Out & about: Who’s responsible for recreational garbage?
Sat., Aug. 13, 2016
OUTTRASHED – Garbage is a mountain of a problem at boating access sites close to populated areas.
Public land managers have resorted to the “Pack it in, pack it out” policy in most areas simply because they don’t have the staff or funding to pick up after the slobs.
Dan Dziekan, Washington Fish and Wildlife Department access maintenance manager, performed a reality check on the policy last month.
Dziekan, who also has the unsavory job of dealing with vault toilets fouled by reprobates, checks the agency’s many water access sites weekly.
At Loon Lake he usually picks up about a quarter of a bag of trash each visit.
As a test, he placed a garbage can at the site.

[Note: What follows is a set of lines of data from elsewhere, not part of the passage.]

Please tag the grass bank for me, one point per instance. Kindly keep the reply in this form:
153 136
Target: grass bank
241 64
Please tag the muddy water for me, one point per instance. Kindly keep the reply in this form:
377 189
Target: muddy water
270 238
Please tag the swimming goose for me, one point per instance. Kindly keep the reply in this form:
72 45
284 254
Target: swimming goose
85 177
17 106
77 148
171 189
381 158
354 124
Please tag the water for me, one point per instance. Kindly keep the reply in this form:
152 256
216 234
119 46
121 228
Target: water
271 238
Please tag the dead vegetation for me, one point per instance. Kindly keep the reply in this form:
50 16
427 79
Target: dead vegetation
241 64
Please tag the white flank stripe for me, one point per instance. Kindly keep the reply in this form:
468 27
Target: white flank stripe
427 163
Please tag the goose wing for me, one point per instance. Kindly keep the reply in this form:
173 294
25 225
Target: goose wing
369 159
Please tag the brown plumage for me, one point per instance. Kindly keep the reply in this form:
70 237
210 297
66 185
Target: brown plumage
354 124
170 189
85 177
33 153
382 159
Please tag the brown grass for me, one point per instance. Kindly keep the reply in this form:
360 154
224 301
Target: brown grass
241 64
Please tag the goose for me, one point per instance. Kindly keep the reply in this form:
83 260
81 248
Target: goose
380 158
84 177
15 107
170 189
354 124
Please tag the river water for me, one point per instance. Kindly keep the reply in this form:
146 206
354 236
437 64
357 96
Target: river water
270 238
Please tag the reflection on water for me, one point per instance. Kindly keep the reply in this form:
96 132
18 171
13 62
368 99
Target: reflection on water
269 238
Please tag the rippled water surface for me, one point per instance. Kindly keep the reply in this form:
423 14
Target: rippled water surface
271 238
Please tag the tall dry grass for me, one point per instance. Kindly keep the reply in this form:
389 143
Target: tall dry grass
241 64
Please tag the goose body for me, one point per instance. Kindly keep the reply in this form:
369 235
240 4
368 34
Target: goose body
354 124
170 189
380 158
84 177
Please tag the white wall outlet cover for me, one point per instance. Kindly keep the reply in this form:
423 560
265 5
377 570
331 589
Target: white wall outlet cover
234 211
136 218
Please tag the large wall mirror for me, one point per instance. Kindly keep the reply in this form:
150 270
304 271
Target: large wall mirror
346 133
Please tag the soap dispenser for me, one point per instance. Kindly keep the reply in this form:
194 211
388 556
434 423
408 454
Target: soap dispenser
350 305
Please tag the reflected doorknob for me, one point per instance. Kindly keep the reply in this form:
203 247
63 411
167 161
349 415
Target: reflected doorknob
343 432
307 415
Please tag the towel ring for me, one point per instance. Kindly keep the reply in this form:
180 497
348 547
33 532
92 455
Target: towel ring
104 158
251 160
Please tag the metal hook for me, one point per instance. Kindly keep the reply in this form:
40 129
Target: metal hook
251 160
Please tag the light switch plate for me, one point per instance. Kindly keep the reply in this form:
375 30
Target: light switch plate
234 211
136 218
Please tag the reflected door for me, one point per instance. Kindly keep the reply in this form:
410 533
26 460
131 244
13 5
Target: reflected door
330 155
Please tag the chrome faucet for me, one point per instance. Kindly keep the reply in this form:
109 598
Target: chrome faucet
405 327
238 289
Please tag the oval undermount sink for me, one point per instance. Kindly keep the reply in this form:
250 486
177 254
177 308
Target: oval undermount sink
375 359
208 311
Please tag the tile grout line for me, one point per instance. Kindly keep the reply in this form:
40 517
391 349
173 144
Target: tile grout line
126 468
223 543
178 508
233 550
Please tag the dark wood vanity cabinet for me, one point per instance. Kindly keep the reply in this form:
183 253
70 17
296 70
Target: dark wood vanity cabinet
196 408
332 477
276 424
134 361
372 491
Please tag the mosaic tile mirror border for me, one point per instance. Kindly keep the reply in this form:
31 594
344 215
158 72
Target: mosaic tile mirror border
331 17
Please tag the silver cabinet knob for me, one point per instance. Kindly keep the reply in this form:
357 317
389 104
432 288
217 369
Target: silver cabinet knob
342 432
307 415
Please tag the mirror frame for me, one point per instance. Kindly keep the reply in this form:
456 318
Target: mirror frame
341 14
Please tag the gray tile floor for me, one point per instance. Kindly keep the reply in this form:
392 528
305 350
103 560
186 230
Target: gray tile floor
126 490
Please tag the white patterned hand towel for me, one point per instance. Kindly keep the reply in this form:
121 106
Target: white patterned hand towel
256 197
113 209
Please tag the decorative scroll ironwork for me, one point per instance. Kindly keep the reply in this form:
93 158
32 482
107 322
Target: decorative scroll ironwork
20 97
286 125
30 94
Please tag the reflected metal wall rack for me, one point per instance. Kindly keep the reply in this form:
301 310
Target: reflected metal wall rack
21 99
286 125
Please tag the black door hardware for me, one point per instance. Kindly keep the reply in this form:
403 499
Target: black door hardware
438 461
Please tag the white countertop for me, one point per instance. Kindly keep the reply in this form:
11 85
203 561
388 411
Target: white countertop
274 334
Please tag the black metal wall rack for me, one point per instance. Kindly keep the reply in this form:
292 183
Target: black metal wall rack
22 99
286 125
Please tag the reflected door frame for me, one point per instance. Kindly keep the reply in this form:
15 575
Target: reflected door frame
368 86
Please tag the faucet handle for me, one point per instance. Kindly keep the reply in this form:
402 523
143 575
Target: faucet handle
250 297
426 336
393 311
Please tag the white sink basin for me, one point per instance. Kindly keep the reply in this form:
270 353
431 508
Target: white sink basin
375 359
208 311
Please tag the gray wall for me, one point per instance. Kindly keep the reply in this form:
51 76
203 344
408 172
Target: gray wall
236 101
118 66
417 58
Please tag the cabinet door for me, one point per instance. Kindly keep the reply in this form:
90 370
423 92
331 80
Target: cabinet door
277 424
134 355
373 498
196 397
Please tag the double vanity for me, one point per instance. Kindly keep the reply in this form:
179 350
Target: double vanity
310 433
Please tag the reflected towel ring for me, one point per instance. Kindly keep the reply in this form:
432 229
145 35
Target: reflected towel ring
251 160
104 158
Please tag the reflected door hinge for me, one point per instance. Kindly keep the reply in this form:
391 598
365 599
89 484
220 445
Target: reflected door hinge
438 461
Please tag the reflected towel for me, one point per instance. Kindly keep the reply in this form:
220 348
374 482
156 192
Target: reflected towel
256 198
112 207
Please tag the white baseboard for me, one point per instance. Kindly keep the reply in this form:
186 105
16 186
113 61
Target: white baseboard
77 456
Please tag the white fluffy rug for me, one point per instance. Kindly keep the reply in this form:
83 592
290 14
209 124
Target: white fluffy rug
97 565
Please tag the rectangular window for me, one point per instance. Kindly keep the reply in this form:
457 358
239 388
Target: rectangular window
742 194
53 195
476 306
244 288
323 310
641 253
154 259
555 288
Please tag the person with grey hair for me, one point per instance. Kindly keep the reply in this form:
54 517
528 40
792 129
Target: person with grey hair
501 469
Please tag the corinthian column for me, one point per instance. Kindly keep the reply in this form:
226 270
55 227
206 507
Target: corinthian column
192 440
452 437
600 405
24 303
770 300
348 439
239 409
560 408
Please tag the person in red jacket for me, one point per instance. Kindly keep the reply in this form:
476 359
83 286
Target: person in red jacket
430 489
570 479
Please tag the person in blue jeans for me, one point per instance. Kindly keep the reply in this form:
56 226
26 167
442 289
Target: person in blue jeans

A week later it was filled to overflowing with four bags of garbage and he filled another bag with trash he picked up around the access.
In other words, putting out a garbage can INCREASED the amount of smelly, yellowjacket and critter-attracting refuse and litter at the site.
Centennial Trail longer
OUTDONE – A two-mile northwest extension of the Spokane River Centennial Trail will be dedicated with a 4 p.m. ribbon cutting ceremony today at the Nine Mile Recreation Area on Lake Spokane.
The extension lengthens the Washington portion of the trail to about 40 miles before it connects with the Idaho portion and runs to Higgens Point along Lake Coeur d’Alene.
Six repair projects are starting this month elsewhere on the Trail.